"Oh, I found him, and now I've thrown him away," I sobbed to myself.
Then, as I sat listening, I heard the faltering steps come out into the
hall above, descend the steps one by one, go through the dark dining
room groping pitifully, and down the side steps out into the beloved
garden. Silently I watched the tall figure with the white hair silvered
radiantly by the moonlight go slowly down the path, past the old
graybeard poplars, and even up to the lilac hedge that ran as a bulwark
in front of the dark chapel door, which I could see was ajar as it
always is.
"He's going for help," I muttered to myself, and I felt the padding of
fear pursuing me, while also something of the Methodist grandmother
within me began a queer calling and a tightening at my throat.

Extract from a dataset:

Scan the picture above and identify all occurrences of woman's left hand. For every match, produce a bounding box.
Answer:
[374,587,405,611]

Then something happened that interested me so that I lost all personal
anxiety. Father stopped beside the hedge and picked up something from
the grass. I saw it was a long, heavy hoe. Walking over to a long bed of
early roses he and Dabney had been fertilizing in the late afternoon, he
bent feebly and began to dig the food into their roots. As he swung the
long handle, each blow upon the soft earth became more decided. I crept
down behind the old snowball bush to be nearer him; I didn't dare go to
him in his fight, because I had in my selfish heedlessness brought it
all on, but in a little while he was not alone, for a bent old figure
with grizzled white wool sticking out from under a red flannel nightcap
came quietly along the path with a hoe in his hand, fell in directly
behind his master, and began a rhythmic blow-answering-blow contest with
the fragrant earth and the demon within the man. For at least an hour
the two old friends worked up and down the long bed, until I could see
father begin to totter with weakness.
"Now, come on, Mas' Nick, honey, and go to bed. I'll pour a bucket of
cistern water over you and rub you down so as you'll sleep like a bug in
a rug," the staunch old comrade crooned, with a mother note in his
voice, as he took father's heavy hoe and shouldered it with his.
"I think evening exercise is good for me, Dabney," answered father with
all the dignity and command come back into his voice. "Put both those
hoes in the tool house this time, and I'll not tell Mr. Goodloe you
left one down by the lilac hedge."
"Yes, sir, thanky, sir, fer not telling him," answered Dabney, as he
followed his master to the tool house under the back steps, deposited
the garden implements where he was directed, and then again followed his
idol in through the long dining room window and was lost in the shadow.